February 22, 2021

What is a hash function?

Generally speaking, a hash function is a way of transforming data of arbitrary size into a fixed-size representation. A hash function should always produce the same result for the same given data. However, even slight changes in the data should drastically change the resulting hash value.

The result of the hash function always has a fixed size, it does not matter what is the size of the initial data. A good analogy would be a glass of water. If you pour a little water into a glass it would still be full because part of it would be water that you poured in and another part would be filled with air. On the other hand, if you pour too much water, the glass would be full of it, and the rest would be spilled all over the table. Hash function works similarly.

Hashing collisions

There are cases when data size is less than the hash function size, however, in the majority of cases the size of the data is much bigger than the hash function size. Therefore, there can be a case when different data produces exactly the same hash value. This is called a collision. The smaller the size of the hash function, the more probable it would be to get a collision. Thus, in a lot of cases hash functions of bigger sizes are recommended.

Hash functions applications

Hash functions have various applications. However, in most cases, they either ensure only data integrity (that the data has not been tampered with) or additionally data authenticity (that data belongs to a certain person or organization which can be verified).

They can also be split into cryptographic and non-cryptographic hash functions. It needs to be said that hash functions are considered to be ‘one-way’ functions, which means that it is quite easy to calculate the hash of data, however, it should be very difficult to get initial data from its hash. Cryptographic hash functions try to ensure this rule because it is essential for its operation. Non-cryptographic hash functions usually have completely different purposes and are not applied to any type of sensitive data, so they don’t necessarily ensure the rule and are not considered to be secure.

Checksums

A checksum is one of the simplest examples of a hash function. It only ensures data integrity and is not considered to be a cryptographic hash function as it does not support enough security. Usually, it is used to send data over the network and verify on the receiving side whether data was corrupted during transmission.

CRC

A good example of a checksum is a Cyclic Redundancy Check (CRC in short). In simple words, this function requires input data and a divisor. The remainder of a polynomial division is added to the message and transferred over the network. The receiver calculates the remainder in the same way as the sender and, if the remainders match, the data is considered to be solid.

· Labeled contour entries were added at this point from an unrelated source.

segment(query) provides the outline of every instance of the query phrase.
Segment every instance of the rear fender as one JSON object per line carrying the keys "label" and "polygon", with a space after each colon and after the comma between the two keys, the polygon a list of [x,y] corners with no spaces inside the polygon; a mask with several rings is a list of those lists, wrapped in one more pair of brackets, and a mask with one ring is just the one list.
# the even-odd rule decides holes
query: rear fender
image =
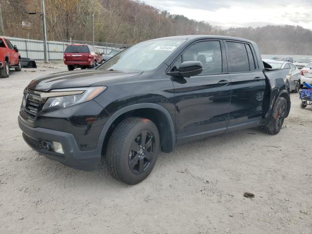
{"label": "rear fender", "polygon": [[290,110],[290,76],[289,69],[264,70],[266,89],[263,102],[264,117],[269,118],[273,112],[276,100],[283,97],[287,101],[287,113]]}

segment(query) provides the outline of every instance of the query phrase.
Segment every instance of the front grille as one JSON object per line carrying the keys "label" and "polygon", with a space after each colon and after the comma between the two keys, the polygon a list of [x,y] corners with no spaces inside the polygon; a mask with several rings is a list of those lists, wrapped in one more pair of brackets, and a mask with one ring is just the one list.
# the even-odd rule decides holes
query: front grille
{"label": "front grille", "polygon": [[25,141],[27,142],[36,150],[41,150],[42,149],[42,144],[41,140],[36,140],[30,137],[24,133],[23,133],[23,138],[24,138],[24,140],[25,140]]}
{"label": "front grille", "polygon": [[35,120],[38,113],[41,110],[46,99],[41,98],[30,90],[25,90],[23,99],[24,113],[32,120]]}

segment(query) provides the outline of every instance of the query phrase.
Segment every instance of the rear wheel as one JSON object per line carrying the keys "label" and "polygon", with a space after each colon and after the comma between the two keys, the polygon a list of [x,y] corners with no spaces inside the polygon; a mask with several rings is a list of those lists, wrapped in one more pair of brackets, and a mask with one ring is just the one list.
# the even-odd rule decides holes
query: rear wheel
{"label": "rear wheel", "polygon": [[143,180],[154,167],[159,151],[156,125],[146,118],[130,117],[113,132],[106,151],[112,176],[129,184]]}
{"label": "rear wheel", "polygon": [[67,69],[68,69],[68,71],[73,71],[74,68],[75,68],[74,67],[74,66],[73,66],[72,65],[67,65]]}
{"label": "rear wheel", "polygon": [[15,71],[20,72],[21,71],[21,64],[20,63],[20,59],[19,59],[19,63],[18,64],[18,67],[15,68]]}
{"label": "rear wheel", "polygon": [[267,123],[262,126],[262,131],[271,135],[277,134],[284,123],[287,110],[287,101],[284,98],[278,98],[276,100],[272,116]]}
{"label": "rear wheel", "polygon": [[9,63],[6,61],[4,61],[3,67],[0,69],[0,76],[3,78],[9,77],[10,75],[10,69]]}

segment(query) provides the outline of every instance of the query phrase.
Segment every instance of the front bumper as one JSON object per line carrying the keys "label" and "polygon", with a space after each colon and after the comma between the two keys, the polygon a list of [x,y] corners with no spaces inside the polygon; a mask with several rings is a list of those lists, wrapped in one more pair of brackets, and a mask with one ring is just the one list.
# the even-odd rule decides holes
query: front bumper
{"label": "front bumper", "polygon": [[89,59],[88,61],[64,61],[65,65],[72,65],[75,66],[92,66],[93,61]]}
{"label": "front bumper", "polygon": [[[33,128],[25,123],[19,117],[19,126],[23,132],[25,142],[33,149],[46,157],[58,161],[73,168],[87,171],[99,168],[101,150],[81,151],[74,136],[70,133],[43,128]],[[40,147],[42,140],[57,141],[62,144],[63,154],[44,150]]]}

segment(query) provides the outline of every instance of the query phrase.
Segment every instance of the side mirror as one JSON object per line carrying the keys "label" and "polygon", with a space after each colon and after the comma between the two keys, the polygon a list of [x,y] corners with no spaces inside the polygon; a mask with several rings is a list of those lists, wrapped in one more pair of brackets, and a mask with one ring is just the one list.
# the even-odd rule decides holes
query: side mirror
{"label": "side mirror", "polygon": [[181,63],[179,73],[183,77],[196,76],[203,71],[203,64],[199,61],[186,61]]}
{"label": "side mirror", "polygon": [[171,72],[168,75],[174,77],[191,77],[201,73],[203,64],[199,61],[186,61],[181,63],[179,71]]}

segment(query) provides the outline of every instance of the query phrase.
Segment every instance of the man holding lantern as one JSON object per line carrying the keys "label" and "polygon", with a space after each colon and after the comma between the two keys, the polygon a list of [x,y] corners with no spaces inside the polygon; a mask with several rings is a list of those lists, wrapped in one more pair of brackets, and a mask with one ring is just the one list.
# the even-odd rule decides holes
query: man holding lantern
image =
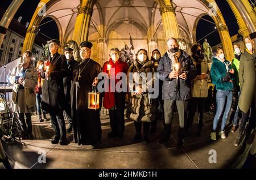
{"label": "man holding lantern", "polygon": [[63,117],[65,95],[63,78],[68,75],[66,57],[57,53],[60,41],[52,40],[48,41],[51,53],[44,61],[41,76],[45,79],[42,86],[42,109],[49,112],[52,126],[55,132],[52,144],[67,145],[66,127]]}
{"label": "man holding lantern", "polygon": [[92,91],[96,89],[97,76],[102,70],[99,63],[90,58],[92,45],[89,41],[81,44],[81,61],[73,66],[71,100],[75,143],[95,146],[101,139],[102,102],[98,93]]}
{"label": "man holding lantern", "polygon": [[168,51],[160,60],[158,68],[159,79],[163,81],[164,112],[164,132],[159,143],[169,140],[175,103],[179,113],[178,145],[180,147],[184,145],[187,106],[191,98],[191,81],[196,78],[197,71],[191,57],[179,49],[176,39],[169,38],[166,44]]}

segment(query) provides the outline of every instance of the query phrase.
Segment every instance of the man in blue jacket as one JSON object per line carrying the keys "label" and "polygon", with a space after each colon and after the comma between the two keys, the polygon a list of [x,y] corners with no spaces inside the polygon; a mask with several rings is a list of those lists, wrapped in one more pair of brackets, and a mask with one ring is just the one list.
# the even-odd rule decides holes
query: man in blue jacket
{"label": "man in blue jacket", "polygon": [[164,132],[159,142],[162,144],[169,140],[176,103],[179,113],[179,146],[184,145],[187,106],[191,98],[191,85],[196,78],[196,69],[191,57],[179,49],[177,40],[169,38],[166,41],[168,51],[160,60],[158,68],[159,79],[163,81]]}

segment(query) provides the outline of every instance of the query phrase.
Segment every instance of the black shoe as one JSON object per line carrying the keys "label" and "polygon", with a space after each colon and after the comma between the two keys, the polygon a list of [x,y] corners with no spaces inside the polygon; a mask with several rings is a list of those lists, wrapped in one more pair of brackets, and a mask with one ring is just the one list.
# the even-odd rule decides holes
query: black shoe
{"label": "black shoe", "polygon": [[60,138],[60,141],[59,142],[59,144],[61,145],[68,145],[68,140],[67,139],[66,136],[61,136]]}
{"label": "black shoe", "polygon": [[170,136],[164,135],[159,139],[159,140],[158,142],[158,144],[160,144],[168,142],[169,140],[169,139],[170,139]]}
{"label": "black shoe", "polygon": [[117,137],[117,134],[114,133],[114,132],[111,131],[110,132],[109,132],[109,133],[108,134],[108,137],[109,137],[109,138],[116,138],[116,137]]}
{"label": "black shoe", "polygon": [[137,132],[134,137],[133,137],[133,142],[134,143],[137,143],[141,141],[142,141],[141,133]]}
{"label": "black shoe", "polygon": [[178,146],[179,147],[182,147],[184,145],[185,143],[184,142],[184,139],[180,139],[178,141]]}
{"label": "black shoe", "polygon": [[72,132],[72,130],[73,130],[73,129],[72,129],[72,126],[70,126],[69,127],[68,127],[68,132]]}
{"label": "black shoe", "polygon": [[55,136],[55,137],[54,137],[54,139],[53,140],[52,140],[52,144],[58,144],[59,141],[60,140],[60,136]]}

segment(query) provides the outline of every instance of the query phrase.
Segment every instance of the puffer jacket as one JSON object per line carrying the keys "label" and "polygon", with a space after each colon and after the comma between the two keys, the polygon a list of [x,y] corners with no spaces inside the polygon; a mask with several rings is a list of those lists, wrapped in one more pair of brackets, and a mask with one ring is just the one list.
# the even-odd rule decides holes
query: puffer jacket
{"label": "puffer jacket", "polygon": [[[148,88],[152,88],[154,83],[154,75],[155,70],[154,67],[154,62],[148,61],[144,65],[140,64],[137,60],[134,64],[132,64],[127,72],[128,79],[132,75],[133,81],[129,81],[129,88],[133,92],[129,93],[128,103],[127,106],[126,117],[129,119],[137,122],[151,122],[155,120],[155,113],[156,110],[156,98],[152,98]],[[133,72],[132,74],[131,72]],[[144,72],[148,76],[148,72],[152,72],[152,78],[149,81],[144,79],[139,82],[139,75],[143,75]],[[138,82],[139,83],[138,83]],[[145,87],[144,92],[141,95],[136,95],[134,92],[136,85],[143,85]]]}
{"label": "puffer jacket", "polygon": [[160,60],[158,67],[159,79],[163,81],[163,95],[164,100],[187,100],[191,98],[191,81],[197,75],[196,69],[191,57],[182,50],[179,57],[180,63],[179,74],[185,72],[187,78],[185,80],[179,78],[170,79],[169,74],[172,70],[172,62],[167,53],[166,53]]}
{"label": "puffer jacket", "polygon": [[[193,57],[191,58],[195,67],[196,67],[197,63],[201,65],[201,71],[197,70],[197,75],[192,81],[192,96],[193,97],[207,97],[208,96],[207,80],[210,79],[210,71],[208,69],[207,61],[204,58],[201,61],[200,61],[197,63]],[[199,71],[200,72],[198,72]],[[207,78],[205,79],[199,79],[199,77],[202,73],[207,75]]]}

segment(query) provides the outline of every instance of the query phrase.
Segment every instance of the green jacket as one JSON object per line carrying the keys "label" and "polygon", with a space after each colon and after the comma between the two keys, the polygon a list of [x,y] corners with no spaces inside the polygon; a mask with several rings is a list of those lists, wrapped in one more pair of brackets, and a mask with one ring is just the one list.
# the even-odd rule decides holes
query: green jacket
{"label": "green jacket", "polygon": [[245,113],[250,109],[253,98],[256,99],[255,57],[255,52],[250,54],[245,50],[240,59],[239,80],[241,92],[238,106],[241,110]]}
{"label": "green jacket", "polygon": [[[225,63],[228,64],[229,62],[225,59]],[[229,65],[229,70],[231,68],[231,65]],[[212,83],[216,86],[217,90],[232,90],[233,88],[232,82],[222,82],[222,78],[226,76],[226,65],[217,58],[213,58],[213,63],[210,68],[210,77],[212,78]]]}
{"label": "green jacket", "polygon": [[[242,54],[241,54],[242,55]],[[232,68],[234,70],[234,85],[236,86],[240,86],[240,83],[239,83],[239,66],[240,66],[240,61],[234,58],[232,60]]]}

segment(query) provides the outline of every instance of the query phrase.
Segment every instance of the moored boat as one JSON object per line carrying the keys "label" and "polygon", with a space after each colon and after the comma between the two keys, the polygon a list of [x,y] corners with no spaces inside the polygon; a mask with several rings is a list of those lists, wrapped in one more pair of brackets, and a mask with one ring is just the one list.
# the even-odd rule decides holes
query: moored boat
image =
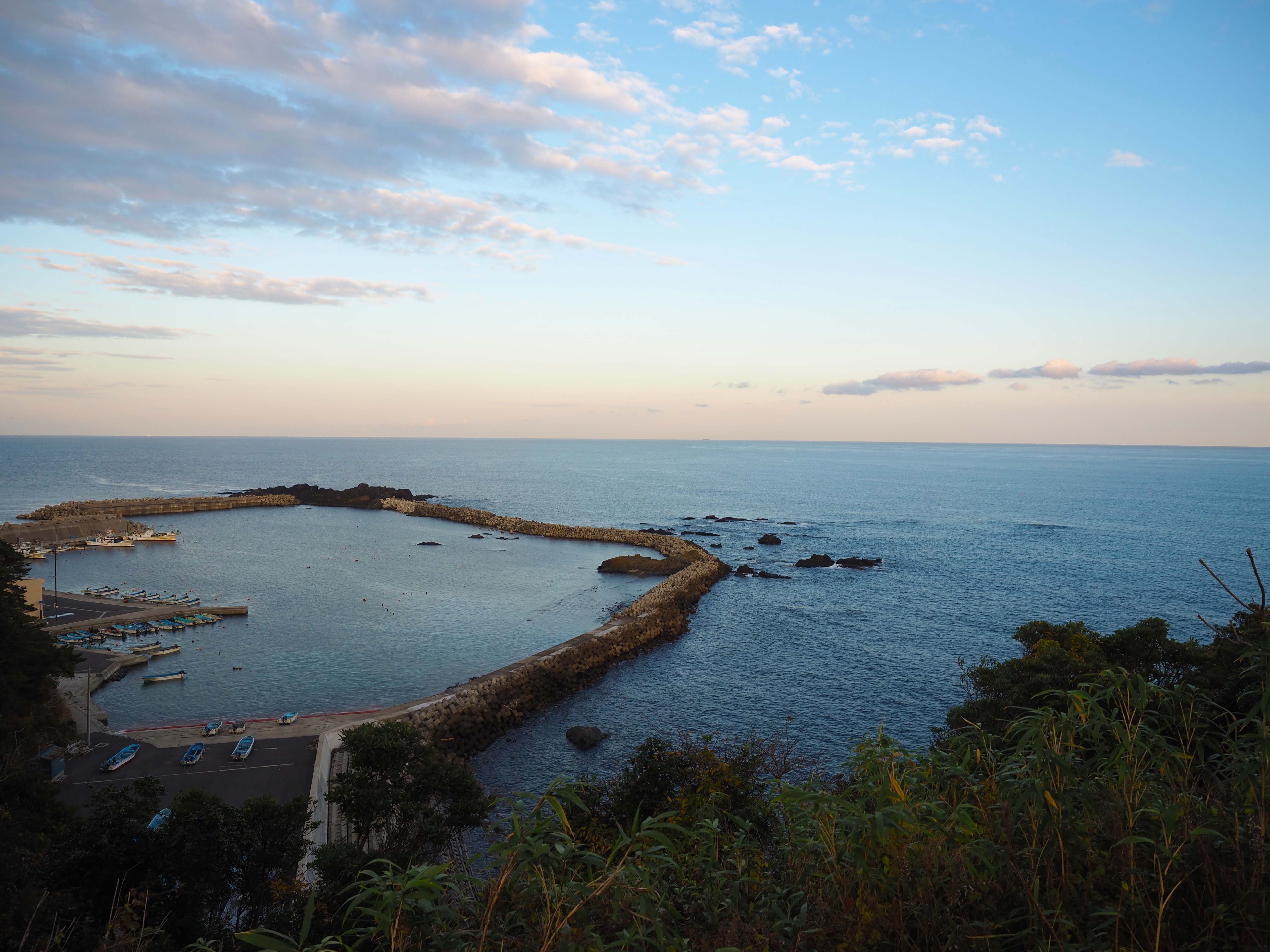
{"label": "moored boat", "polygon": [[128,763],[128,760],[135,758],[138,750],[141,750],[140,744],[128,744],[128,746],[123,748],[123,750],[118,751],[117,754],[113,754],[112,757],[105,758],[105,760],[102,762],[102,770],[103,772],[118,770],[121,767],[123,767],[123,764]]}
{"label": "moored boat", "polygon": [[253,744],[255,744],[255,737],[248,734],[237,743],[237,746],[234,748],[234,753],[230,754],[230,757],[234,760],[246,760],[246,755],[251,753]]}
{"label": "moored boat", "polygon": [[142,684],[157,684],[161,680],[185,680],[185,673],[170,671],[168,674],[146,674],[141,678]]}

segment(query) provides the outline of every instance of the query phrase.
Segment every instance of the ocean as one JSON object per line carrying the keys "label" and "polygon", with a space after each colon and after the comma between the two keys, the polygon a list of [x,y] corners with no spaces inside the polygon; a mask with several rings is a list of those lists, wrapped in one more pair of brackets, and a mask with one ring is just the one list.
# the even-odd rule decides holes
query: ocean
{"label": "ocean", "polygon": [[[794,576],[718,584],[682,638],[528,717],[476,759],[504,792],[606,773],[644,737],[679,730],[790,725],[831,765],[879,727],[925,745],[961,697],[958,659],[1015,654],[1025,621],[1113,631],[1160,616],[1176,637],[1203,638],[1196,613],[1224,618],[1233,603],[1198,560],[1247,592],[1243,550],[1270,524],[1270,451],[1240,448],[5,437],[0,476],[10,520],[69,499],[370,482],[547,522],[718,532],[698,541],[721,543],[714,551],[730,565]],[[206,675],[98,693],[114,726],[197,721],[213,704],[250,716],[423,697],[582,633],[650,584],[594,572],[630,551],[620,546],[474,541],[466,527],[392,513],[240,510],[159,524],[182,541],[61,557],[62,586],[193,588],[250,598],[251,614],[188,633],[203,651],[183,649],[174,666],[197,655]],[[782,545],[758,546],[763,532]],[[425,538],[443,546],[415,546]],[[792,567],[812,553],[883,564]],[[575,751],[564,739],[574,724],[611,736]]]}

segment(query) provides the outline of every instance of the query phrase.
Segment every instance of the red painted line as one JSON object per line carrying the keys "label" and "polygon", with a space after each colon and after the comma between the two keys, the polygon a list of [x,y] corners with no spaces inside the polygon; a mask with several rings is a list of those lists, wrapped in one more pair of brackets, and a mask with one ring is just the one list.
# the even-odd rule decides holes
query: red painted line
{"label": "red painted line", "polygon": [[[296,720],[297,721],[302,721],[306,717],[343,717],[345,715],[354,715],[354,713],[378,713],[380,711],[384,711],[384,710],[386,710],[386,708],[382,708],[382,707],[368,707],[364,711],[328,711],[325,713],[316,713],[316,715],[300,715],[300,717],[297,717]],[[248,724],[264,724],[265,721],[274,721],[274,722],[277,722],[277,720],[278,720],[277,717],[249,717],[249,718],[246,718],[246,722]],[[180,730],[182,727],[202,727],[206,724],[207,724],[207,721],[198,721],[197,724],[166,724],[166,725],[161,726],[161,727],[124,727],[123,732],[124,734],[140,734],[141,731],[174,731],[174,730]],[[230,736],[232,736],[232,735],[230,735]]]}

Non-cryptographic hash functions for data lookup

As was mentioned previously, non-cryptographic hash functions are considered to be not secure, so they are not usually used for sensitive data processing and transmission. However, they have various other applications where data sensitivity is not important. One of the examples is a data lookup.

Large size data can be stored in a database or a file. When an application needs to verify whether some data already exists, comparing data bit by bit can be somewhat tricky. Thus, in such cases, a hash-based key is introduced, and the data is stored under this key. Since it is quite easy to calculate data hash and compare it with another hash value, this approach introduced a lot of performance optimizations.

MurmurHash

One of the examples of a data lookup hash function is a MurmurHash. It got its name from two basic operations that are used in its algorithm – multiply (MU) and rotate (R). The algorithm itself has an inner loop and an outer loop of similar operations, thus the ‘MurMur’ part of the name.

Cryptographic hash functions

Cryptographic hash functions are initially designed to be secure and process sensitive data. However, over the years people discover vulnerabilities in a lot of such functions. If there are multiple severe vulnerabilities, a function can be ‘downgraded’ to a non-cryptographic one and used for other purposes later on. One of such functions is an MD5 hash function. It initially was considered to be quite secure, however, after significant vulnerabilities were discovered, it was reduced to usage as a checksum.

SHA-2

A group of cryptographic hash functions which are widely adopted nowadays (although several vulnerabilities were discovered) is called Secure Hash Algorithm 2 (or SHA-2 in short). It contains similarly designed functions that mostly differ in output size – from 224 to 512 bits. SHA-2, as most of the other cryptographic hash functions, is quite complex. In short, it has several loops of combinations of boolean operations.

Conclusion

This article was a short overview of hash functions, how they work and what applications they have. I tried to explain it as easily as possible considering the complexity behind cryptography in general. I hope you enjoyed it and see you in the next one.